Много всякого припоминал Сима об отце. К примеру, припомнился его рассказ о том, как впервые после окончания техникума пришел Николай Васильевич на завод и как в первый же день кочегар Васька, считавшийся самым сильным парнем в городке, согнул в дугу железный хлыст и швырнул его под ноги молодому начальнику. Николай Васильевич ничего, не сомлел, поднял хлыст и, разогнув его, вернул обратно Ваське. Или вспоминал, как на глазах старел отец, узнавая о гибели своих родных братьев: трое братьев было у Николая Васильевича, все высокие, как столбы, могучие ребята, и все не вернулись с большой войны, все остались лежать в чужих землях.
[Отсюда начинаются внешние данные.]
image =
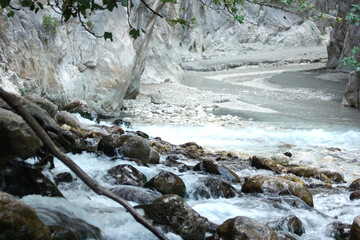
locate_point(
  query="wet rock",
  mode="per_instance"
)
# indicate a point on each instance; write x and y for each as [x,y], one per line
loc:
[277,186]
[64,177]
[137,147]
[355,185]
[243,228]
[265,163]
[174,212]
[121,122]
[339,231]
[17,138]
[136,194]
[355,195]
[20,179]
[82,108]
[127,175]
[19,221]
[292,224]
[69,224]
[67,118]
[211,167]
[45,104]
[355,229]
[108,144]
[154,157]
[167,183]
[214,188]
Или как ехал вьюжным зимним вечером Николай Васильевич в деревню к невесте на бойком жеребце, заблудился в темном лесу и добрался к месту лишь утром. «А я-то все глаза проглядела, все слезы выревела дожидаючись, — это уж мать рассказывала. — Думала, обманул, лешак. Ведь гостей полна изба! Косо на меня позаглядывали, а тятя со стыда на печку уполз». Много припоминал Сима о прежних, неблизких годах отца, в которых он всегда виделся большим, сильным, как в сказке, а потом как-то вдруг, минуя многие-многие годы, появился у него перед глазами недавний Николай Васильевич, совершенно седой, тучный, с тихой тяжелой походкой. Сима приехал в родной городок в августе прошлого года не один, с женой и ребенком. Николай Васильевич не спускал с рук годовалого Сашку, ходил с ним по зеленому лужку перед домом, покачивал на больших ладонях, приговаривал: «Ручищи-то… Наш, наш парень. Ну, Симка, теперь и умереть не страшно».